The Palm Beach Post, which carried the story, noted that Panther National, the new residential and golf community at Avenir in Palm Beach Gardens, would be the first country club/golf course community to break ground in almost two decades – and it is evident the demand was there. Within days of opening up reservations for the 218 planned homes (price tag range from $3 million to nearly $10 million), 55 deposits (at $10,000 each) had been received.
Even academic studies have referenced the benefits of sports facilities on the property in surrounding communities.
The journal, Multiple Cities, noted, “the presence of a stadium has a positive impact on real estate and property values, with a positive correlation to proximity.”

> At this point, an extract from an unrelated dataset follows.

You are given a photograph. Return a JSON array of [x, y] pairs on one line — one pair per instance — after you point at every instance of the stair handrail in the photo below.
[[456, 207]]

In addition, the study noted, “A comprehensive study by George Carlino and Edward Coulson looked at the housing market in every American city that had an NFL franchise between 1993 and 1999. The NFL was then widely recognized as the leading sporting league and the six-year span saw the greatest frequency of franchise relocations in NFL history. During that time, not only did rents increase by 8% across all central cities, but residents were also willing to accept 4% less in annual wages to support the development of sporting facilities for these franchises.”
Neighborhood.com studied several cities that had put in new stadiums. In Los Angeles, for example, the Banc of California Stadium opened in 2018. Home prices increased significantly; a few months after the new stadium was announced, the median home price in Exposition Park was $361,000. That number then rose to $463,000and after the stadium opened, the price was $600,865. The 66.4 percent increase in the Exposition Park area around the stadium compared to only a 6 percent annual increase in the L.A. area overall. (Another California property, the still-new SoFi Stadium, had a similar effect. In October of 2015, the median home price was $373,000. By September of this year, that number had jumped to $535,000).
Professional stadiums differ from youth venues, however, and can be subject to more debate from local communities. The Pensacola News Journal discussed, for example, discussed a plan to add three soccer fields through a land swap with the YMCA of Northwest Florida. The article quoted NRPA as noting, “"It is proven that private property values increase the value of privately owned land the closer such land is to parks. This increase in private property value due to the proximity to parks increases property tax revenues and improves local economies."
The newspaper noted that residents had expressed concerns over traffic, parking and other problems, and opposed the new fields. But, concluded the newspaper reporter, taking action was better than doing nothing about problems that currently existed.
“Throwing up our hands and saying "soccer will make it worse!" — and doing nothing — is exactly the wrong strategy. At best, it would achieve status quo, which is too fast and unsafe. At worst it would show our children that we were so afraid to do anything that instead we did nothing.”